Warm in Bed. Cozy. I roll over and the flashlight clipped to my Teddy Bear’s ear drives its hard, metal lump into my face. “Are you awake?” Teddy’s soft voice lilts across the pillow. “I am now.” “Look!” Teddy points with his little leather paw. “The moon: it’s climbing the fir tree.” Sure enough, a thin fingernail of gold is perched on a branch. It hides its face among the fir’s darkness and vanishes for a moment. “The maple tree has a garland of tiny Christmas lights,” says Teddy, pointing again. “Those aren’t Christmas lights, they’re stars.” “Spoilsport. Look, that one’s moving. I think it’s an angel.” “What time is it, Teddy?” “I don’t know.” “Here, lend me your flashlight.” I pull him towards me, switch on the torch, and focus its light on my wristwatch. “4:55 AM. That’s the early morning flight from Toronto. It’s a plane.” “I’d much rather it was an angel.” “Me too.” “Can we pretend it’s an angel?” “Of course we can. But it’s gone now.” “Perhaps angels don’t live long when they come to earth.” “I think they live for ever. Especially if we believe in them.” “Do you believe in angels?” “I was taught to believe in my guardian angel.” “What’s a guardian angel?” “He’s the one who looks after you when you sleep at night.” “But you don’t need a guardian angel. You’ve got me.” “But you’re a teddy bear, not a guardian bear.” “That’s true, but you’ve got Blueberry. He’s your guardian bear. Look at him standing there, on guard, all night long to protect you from the Night-Bumps.” “Ah yes, good old Blueberry. I’ve got a busy day today. I need some more sleep.” “Okay. Blue berry and I will watch over you. I’ll watch over you. I’ll let you know if any more angels climb the tree.” “That would be nice. Now I’m going back to sleep.” “Good night. Or should that be ‘good morning’.” Some days, when I wake up, I think I have dreamed all of this. Other days, I believe in talking teddy bears and angels. Today, I’m not so sure.
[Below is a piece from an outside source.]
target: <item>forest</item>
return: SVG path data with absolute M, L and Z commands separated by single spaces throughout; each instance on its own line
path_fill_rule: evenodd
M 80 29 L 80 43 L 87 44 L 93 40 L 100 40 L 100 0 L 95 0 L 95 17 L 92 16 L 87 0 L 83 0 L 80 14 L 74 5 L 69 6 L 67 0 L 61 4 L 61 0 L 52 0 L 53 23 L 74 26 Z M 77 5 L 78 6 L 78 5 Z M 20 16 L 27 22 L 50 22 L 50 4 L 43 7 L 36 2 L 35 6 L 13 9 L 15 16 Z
After I delivered the lecture at London University, as it was back then, I caught the tube and descended at Paddington station. While waiting for the train back to Cardiff, I sat in the station bar and ordered a pint of beer and a Cornish pasty. An older man wearing a sweater and jeans asked if he could join me. I didn’t say ‘yes’ but he sat down anyway and straight away began to talk. I paid no attention to him until he rolled up his sleeve and showed me the collection of scars that ran crisscross, hard and welted, over his left wrist. “Failed attempts,” he said. “But I’ll get it right next time. “I wouldn’t want you to make the same mistakes I did. If you want to kill yourself, you must do it this way,” he reached across the table and picked up the knife I had used to cut my pasty. He pulled out a dirty hanky and wiped the knife in it. Then he laid the blade not cross-wise but parallel to the artery in his wrist. “And you must dig deep, first time, and at a slight angle.” “I’ve got to go,” I told him as a tinny voice came over the Tannoy. “That’s my train.” I stood up, leaving the remains of my pint and my pasty on the table. I got to the door of the station bar and looked back. Then I watched as my table companion finished my pasty and reached across the table to claim the remains of my beer. “Quite the lecture,” I thought. “Good job I didn’t spit in the glass.” Then I realized that both my day’s lectures had been effective, in one way or another.